The advice I give to people who are applying for graduate programs is when you do your PhD, you don’t have to be locked into what you do for your thesis after you have completed it. It is a training experience. So, find a lab that you feel comfortable with – find one where the challenges are exciting for you, where the technology is cutting edge. And then, later on, when you’re a postdoc, you can move on from that project and either do something similar or completely different.

As long as you can really get the skills to become, in due course, an independent scientist, who knows how to define questions and use the appropriate techniques to address them – if you can learn all of that, that’s the point at which you can then decide exactly what challenge to work on.

You’ve been a major figure in pain research for a long time. How has pain research changed over the course of your career?

When I started my career, pain was a big challenge and people knew very little mechanistically about it, in terms of how the nervous system was driving pain. At that time, pain was almost seen as a unitary experience, rather than as a consequence of quite diverse pathological situations. We have, over my career, now moved to a point where we are beginning to really understand pain, define the mechanisms, and reveal potential therapeutic opportunities from that.

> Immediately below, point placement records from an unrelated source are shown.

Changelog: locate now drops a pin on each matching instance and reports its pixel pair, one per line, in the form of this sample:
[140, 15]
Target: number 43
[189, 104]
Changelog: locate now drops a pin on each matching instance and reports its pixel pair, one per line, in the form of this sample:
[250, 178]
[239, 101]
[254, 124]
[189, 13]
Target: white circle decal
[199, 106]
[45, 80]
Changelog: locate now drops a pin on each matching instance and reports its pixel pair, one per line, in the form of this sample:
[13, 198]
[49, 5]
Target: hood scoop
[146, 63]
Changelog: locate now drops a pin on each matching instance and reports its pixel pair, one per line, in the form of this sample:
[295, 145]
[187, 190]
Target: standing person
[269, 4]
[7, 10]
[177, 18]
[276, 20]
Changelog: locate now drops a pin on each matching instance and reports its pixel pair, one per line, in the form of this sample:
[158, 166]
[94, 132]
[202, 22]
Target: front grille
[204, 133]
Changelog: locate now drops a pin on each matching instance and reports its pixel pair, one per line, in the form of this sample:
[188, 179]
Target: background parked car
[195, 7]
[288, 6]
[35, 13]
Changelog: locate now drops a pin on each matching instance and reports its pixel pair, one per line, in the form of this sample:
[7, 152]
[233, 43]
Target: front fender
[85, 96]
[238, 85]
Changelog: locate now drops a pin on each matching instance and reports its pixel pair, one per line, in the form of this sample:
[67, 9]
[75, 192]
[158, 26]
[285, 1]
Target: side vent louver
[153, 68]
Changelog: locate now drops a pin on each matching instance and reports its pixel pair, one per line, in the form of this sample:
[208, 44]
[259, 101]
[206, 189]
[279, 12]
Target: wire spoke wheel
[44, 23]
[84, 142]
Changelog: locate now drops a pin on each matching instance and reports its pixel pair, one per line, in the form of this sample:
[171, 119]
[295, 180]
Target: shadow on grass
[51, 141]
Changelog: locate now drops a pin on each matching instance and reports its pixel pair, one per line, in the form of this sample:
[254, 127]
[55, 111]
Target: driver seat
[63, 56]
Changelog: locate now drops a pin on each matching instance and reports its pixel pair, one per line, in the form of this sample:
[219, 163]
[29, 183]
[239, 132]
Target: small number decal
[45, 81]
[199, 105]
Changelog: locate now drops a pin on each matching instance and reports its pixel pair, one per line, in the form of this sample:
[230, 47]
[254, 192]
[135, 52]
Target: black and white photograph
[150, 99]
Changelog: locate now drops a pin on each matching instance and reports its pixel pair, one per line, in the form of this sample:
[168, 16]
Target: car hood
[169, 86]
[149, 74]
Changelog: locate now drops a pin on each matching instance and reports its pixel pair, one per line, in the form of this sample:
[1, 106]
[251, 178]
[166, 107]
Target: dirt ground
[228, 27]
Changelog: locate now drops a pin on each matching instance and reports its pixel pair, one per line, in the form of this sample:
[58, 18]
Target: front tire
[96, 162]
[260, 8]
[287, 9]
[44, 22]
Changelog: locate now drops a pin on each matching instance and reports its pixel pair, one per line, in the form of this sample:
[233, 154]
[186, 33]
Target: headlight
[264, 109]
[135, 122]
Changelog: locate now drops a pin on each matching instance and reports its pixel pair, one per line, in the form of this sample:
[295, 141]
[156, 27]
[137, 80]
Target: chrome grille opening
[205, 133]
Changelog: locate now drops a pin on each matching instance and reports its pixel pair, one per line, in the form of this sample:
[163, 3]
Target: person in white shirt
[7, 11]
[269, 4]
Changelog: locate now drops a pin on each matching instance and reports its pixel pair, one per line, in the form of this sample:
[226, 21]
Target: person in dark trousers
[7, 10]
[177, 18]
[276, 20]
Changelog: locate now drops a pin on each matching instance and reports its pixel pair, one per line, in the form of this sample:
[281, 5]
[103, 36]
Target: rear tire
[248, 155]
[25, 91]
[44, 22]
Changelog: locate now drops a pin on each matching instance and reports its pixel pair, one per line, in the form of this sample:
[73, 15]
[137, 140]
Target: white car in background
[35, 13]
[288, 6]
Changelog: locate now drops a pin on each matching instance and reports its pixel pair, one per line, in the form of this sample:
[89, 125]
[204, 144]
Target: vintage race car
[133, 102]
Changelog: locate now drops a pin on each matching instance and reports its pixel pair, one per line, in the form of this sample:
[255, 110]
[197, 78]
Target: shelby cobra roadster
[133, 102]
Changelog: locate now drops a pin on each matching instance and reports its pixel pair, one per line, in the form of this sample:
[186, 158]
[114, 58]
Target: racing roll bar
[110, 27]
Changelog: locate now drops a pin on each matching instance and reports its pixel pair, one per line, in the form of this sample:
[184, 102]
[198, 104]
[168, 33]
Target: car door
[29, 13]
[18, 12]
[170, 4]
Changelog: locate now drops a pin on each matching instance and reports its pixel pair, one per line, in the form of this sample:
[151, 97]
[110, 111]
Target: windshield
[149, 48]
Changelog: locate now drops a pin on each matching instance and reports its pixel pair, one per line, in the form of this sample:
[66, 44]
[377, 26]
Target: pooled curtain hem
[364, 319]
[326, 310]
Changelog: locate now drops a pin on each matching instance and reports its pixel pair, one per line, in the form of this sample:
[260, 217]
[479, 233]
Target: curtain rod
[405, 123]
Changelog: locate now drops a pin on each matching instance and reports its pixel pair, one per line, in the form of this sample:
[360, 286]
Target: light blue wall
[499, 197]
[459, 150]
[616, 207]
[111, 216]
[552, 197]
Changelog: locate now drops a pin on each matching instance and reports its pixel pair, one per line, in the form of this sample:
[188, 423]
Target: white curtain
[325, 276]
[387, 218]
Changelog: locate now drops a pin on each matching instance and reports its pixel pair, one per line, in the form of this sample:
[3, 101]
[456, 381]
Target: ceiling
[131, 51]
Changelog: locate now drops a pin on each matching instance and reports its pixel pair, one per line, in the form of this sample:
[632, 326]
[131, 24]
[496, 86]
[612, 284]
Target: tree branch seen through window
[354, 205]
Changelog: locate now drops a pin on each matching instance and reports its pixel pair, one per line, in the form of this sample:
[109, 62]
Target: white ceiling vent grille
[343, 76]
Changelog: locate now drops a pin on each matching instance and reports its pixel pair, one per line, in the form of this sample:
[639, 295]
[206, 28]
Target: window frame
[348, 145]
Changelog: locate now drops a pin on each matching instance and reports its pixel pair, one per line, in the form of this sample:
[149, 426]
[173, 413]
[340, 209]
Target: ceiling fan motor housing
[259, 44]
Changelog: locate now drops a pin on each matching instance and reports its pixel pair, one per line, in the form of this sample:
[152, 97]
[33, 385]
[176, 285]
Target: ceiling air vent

When I first moved to the US 27 years ago, the NIH spent a tiny fraction of its research grants on pain. And now, with the HEAL program, pain is one of the biggest elements. That is because we’ve made so much progress in understanding pain. Pain is no longer something out there that people think is bad, but we don’t know anything about it, that we don’t know what it is and how to address it. Now we do know what it is, and we have the tools now to know even more. When I did my PhD, things were so crude; the techniques were so awful, frankly. When I look at my graduate students now, at the advanced work they’re doing, I’m very excited. We have made enormous progress, and I hope it continues, and our communities recognize its value and importance.